11 gennaio 2011

Ilva: “Taranto non è la città più inquinata d’Italia”

La targa dei cittadini del quartiere Tamburi a Taranto

L’azienda siderurgica presenta il bilancio Ambiente e sicurezza a porte chiuse. Esclude dalla sala i giornalisti. E utilizza a modo suo i dati di Legambiente / di Francesco Loiacono

Un ponte di veleni, sospet­ti e omissioni ancora oggi collega l’acciaieria Ilva a Taranto ai suoi cittadini, ai suoi lavoratori, ai suoi malati. Nonostante il siderurgico più grande d’Europa si sia dotato delle migliori tecnologie dispo­nibili per abbattere le emissioni di diossina, come chiede la legge regionale voluta da Vendola. La diossina che fuoriesce dai camini dell’industria è diminuita, ma i tecnici dell’Arpa possono compiere rilevamenti solo “per appuntamen­to”, mancano ancora i campiona­menti di continuo.
«Perché una centrale a turbo­gas, che inquina relativamente poco, deve avere quattro centraline per i monitoraggi e questo non av­viene per il gigante dell’Ilva?», la­menta il direttore dell’Arpa, Gior­gio Assennato, alla presentazione del secondo rapporto aziendale Ambiente e sicurezza. Un’occasione in cui i vertici dell’acciaieria han­no rivendicato con forza, davanti al presidente di Confindustria Emma Marcegaglia, ai rappresentanti delle istituzioni locali e con la be­nedizione dell’arcivescovo di Ta­ranto, gli sforzi fatti per inquinare meno. «Se l’Ilva cambia, Taranto cresce. È arrivato il momento di riconoscere che l’Ilva è cambiata» ha detto Fabio Riva, figlio del pre­sidente del gruppo Emilio Riva, in una sala conferenze dell’Ilva inter­detta ai giornalisti. Solo i direttori delle testate hanno potuto assi­stere alla presentazione, i cronisti hanno seguito i lavori confinati in una saletta.

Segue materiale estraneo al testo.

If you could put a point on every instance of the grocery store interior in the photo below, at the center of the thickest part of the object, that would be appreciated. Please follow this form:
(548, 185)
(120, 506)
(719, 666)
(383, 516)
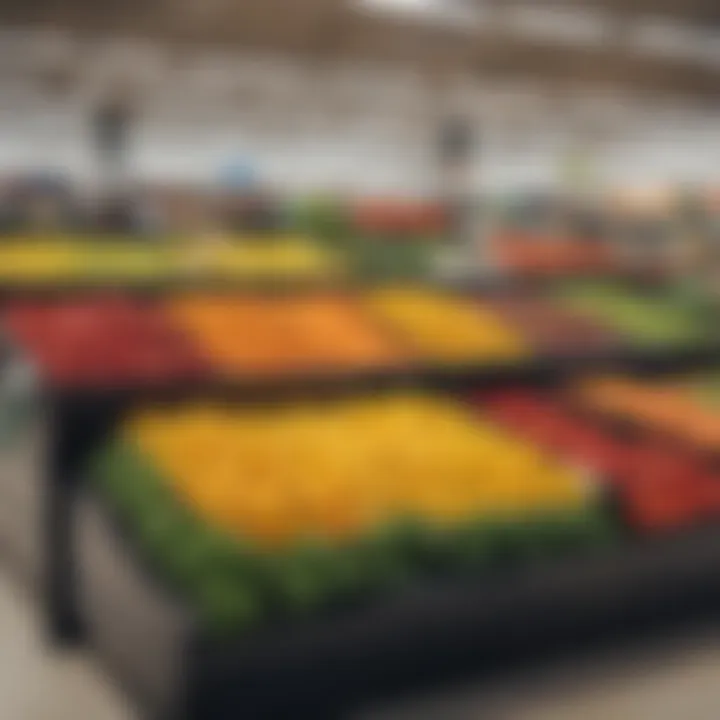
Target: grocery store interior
(358, 359)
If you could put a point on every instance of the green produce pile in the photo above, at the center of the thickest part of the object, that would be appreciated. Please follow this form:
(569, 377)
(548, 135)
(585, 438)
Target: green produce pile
(652, 319)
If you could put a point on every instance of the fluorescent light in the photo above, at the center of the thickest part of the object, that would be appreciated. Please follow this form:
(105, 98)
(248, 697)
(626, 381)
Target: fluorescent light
(459, 14)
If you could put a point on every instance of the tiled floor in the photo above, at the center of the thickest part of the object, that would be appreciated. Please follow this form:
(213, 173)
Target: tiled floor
(676, 679)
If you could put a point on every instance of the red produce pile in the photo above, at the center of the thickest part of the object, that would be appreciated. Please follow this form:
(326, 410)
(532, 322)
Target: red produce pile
(108, 341)
(659, 486)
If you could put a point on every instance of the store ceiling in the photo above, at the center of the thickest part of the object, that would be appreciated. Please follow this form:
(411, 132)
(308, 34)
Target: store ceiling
(333, 29)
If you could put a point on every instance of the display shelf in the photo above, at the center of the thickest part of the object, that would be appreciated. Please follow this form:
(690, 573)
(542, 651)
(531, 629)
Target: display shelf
(398, 644)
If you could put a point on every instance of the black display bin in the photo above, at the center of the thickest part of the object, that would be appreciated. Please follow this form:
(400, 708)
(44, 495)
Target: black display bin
(79, 421)
(403, 643)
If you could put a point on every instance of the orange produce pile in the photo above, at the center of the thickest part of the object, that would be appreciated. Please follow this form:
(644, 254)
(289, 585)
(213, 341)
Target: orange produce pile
(663, 407)
(281, 334)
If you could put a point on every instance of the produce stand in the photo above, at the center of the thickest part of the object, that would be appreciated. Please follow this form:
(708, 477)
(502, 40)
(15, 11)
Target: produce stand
(401, 643)
(75, 422)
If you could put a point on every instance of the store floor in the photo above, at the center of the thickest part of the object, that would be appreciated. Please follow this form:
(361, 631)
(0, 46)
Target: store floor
(663, 679)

Fuori dai cancelli, sotto a un ponteggio su cui campeggiano ope­rai ai quali non è stato rinnovato il contratto, c’erano i legambientini in tute gialle con lo striscione “Ci siamo rotti i polmoni. Liberiamo l’aria dal benzo(a)pirene”. Dentro, nella mole di dati presenti nel rap­porto, molti di origine aziendale, l’Ilva ne cita uno in modo tenden­zioso, svelando le crepe dietro la facciata: «Taranto non è la città più inquinata d’Italia – afferma l’ingegner Adolfo Buffo, della dire­zione qualità, ecologia e sicurezza dell’Ilva – Lo dicono i dati di Le­gambiente che in una sua classifica sull’inquinamento da Pm10 colloca Taranto al 62esimo posto in Ita­lia». Una citazione mal posta. «Li­mitarsi a citare il dato della nostra campagna Pm10 ti tengo d’occhio è un modo furbo per occultare la si­tuazione ambientale del capoluogo jonico – replica Lunetta Franco, presidente del circolo di Legambiente Taranto – Perché omet­tono la classifica stilata in primavera da Le­gambiente in occasione dell’approvazione della direttiva europea sulle emissioni delle grandi in­dustrie?». Secondo questa classifica, l’Ilva detiene tutti i “primati” negati­vi dell’Ines, l’Inventario nazionale delle emissioni e loro sorgenti.
«Sarebbe utile che dall’azienda non arri­vassero più segnali con­traddittori – commenta il respon­sabile scientifico di Legambiente, Stefano Ciafani – se da un lato si fanno interventi sugli impianti, dall’altro non si contribuisce alla realizzazione di una rete esterna di monitoraggio del benzo(a)pirene. Un sistema controllato da un ente terzo come l’Arpa è l’unica garan­zia per i cittadini». L’azienda, inve­ce, usufruisce anche di un favore governativo: il dlgs 155/2010, ap­provato con un blitz ferragostano, che consente di emettere fino al 2012 benzo(a)pirene oltre i limiti di legge. Così, mentre il comitato Taranto Futura spinge per ottene­re un referendum per la chiusura di tutto lo stabilimento o di alcune parti, e mentre i Verdi lanciano la prima class action contro i danni da inquinamento, l’azienda invia nelle case dei tarantini 30mila co­pie della rivista Il Ponte: «Per crea­re un dialogo con i lavoratori, i loro cari e più in generale con la città», scrive nell’editoriale il presidente Emilio Riva. Un dialogo che parte, ma con poca chiarezza.